We are all wired to compare ourselves to others. Some of us enjoy measuring their results against other person’s results. And there are others whose benchmark is themselves one year ago or five years ago (http://tinybuddha.com/blog/stop-comparing-yourself-to-others/). Even for the latter group of individuals, comparison with others is a mental mechanism which has been built in us ever since the beginning of human kind and it springs from the competition between individuals.
Parents raise their children in the spirit of competition (http://www.psychologytoday.com/blog/the-creative-imperative/201108/killing-yourself-comparison). When you hear your parent bragging, “My kid is the best in class.”, you grow up fighting to stay on top. Or when you keep on hearing the disappointment of your parent, “Why can’t you get an A as Julie does?”, your self-esteem becomes flimsy.
Now when I am a mother myself, I have a double challenge: to stop comparing myself to other mothers and to raise my baby in the “find inspiration around you” spirit.
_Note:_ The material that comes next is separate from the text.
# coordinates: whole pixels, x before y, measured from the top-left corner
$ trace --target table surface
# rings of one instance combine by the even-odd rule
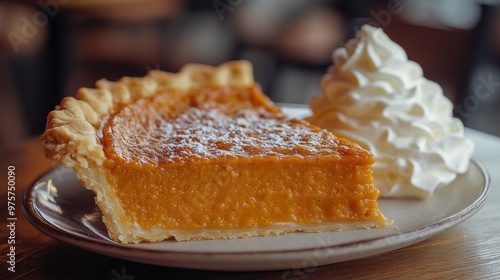
[[[379,256],[292,271],[222,272],[180,269],[107,257],[54,240],[21,211],[26,188],[55,165],[38,139],[0,148],[0,278],[6,279],[500,279],[500,138],[466,130],[474,159],[491,177],[484,207],[467,221],[420,243]],[[7,172],[16,169],[15,272],[7,271]]]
Comparison may not be entirely erased since it’s so well printed in our genes. However, I do believe that it can be turned into the positive habit of getting inspired by the persons with whom we interact. This is what I want to teach my baby – to look for inspiration around him.
Staying on the negative side of comparing ourselves means living under the rule of jealousy, envy and anxiety. They can stifle all the creativity, like the creativity which comes from hearing stories of success. I am talking about stories which are not making headlines. They are stories of people very close to us – of our childhood friend, our room mate or why not, our grandmother. We have so many lessons of life to learn from one another, though we need to be careful to be authentic and not to imitate. For example, I find inspiring Michael Nobb’s story about how he stopped trying to follow in the footsteps of the artists he admired (http://www.sustainablycreative.com/dont-compare-yourself-to-others-just-get-on-with-your-important-work/).
Parents want the best for their children, they want their children to be happy and successful in life. If comparison has negative effects on our inner lives, why do parents raise their kids in a competitive/comparison state of mind in our modern society? Are the end results more important than the state of mind of our children?
The main culprit I could come up with is the educational system. I remember the feeling of victory when I used to get an A. There were only two or three other classmates who took the same grade. The rest were others who were not as good as us. The performance measured in grades resulted into an automatic comparison between myself and the others. Later on, when I competed for the study right at the university, it turned out that the grades from the previous years were one of the criteria for admittance. I can only conclude that the design of the educational system supports the negative side of comparison with others. How can I help my child not get brainwashed by this kind of performance measurement of pupils/students?
Focusing on your talents and desires is a possible mission in life. We come into this world endowed with one or more talents and it would be a shame not exploiting them. The subjective experience of cultivating your talents is more important than the objective measurement of the results. In addition, if we can learn the lesson of cooperation, we may reach amazing results – both subjective and objective. Cooperating on projects of similar interests is the best way to personal and professional development. Great ideas come from talking and working with people. If you find your true calling, you’ll find your place in the competitive society more naturally.
Last but not least, I’ll be talking to my child about the importance of being humble, which is the prerequisite for staying on the positive side of comparison with others. At the end of this life, we are all going to die. The least we can do is to make it our own way through life.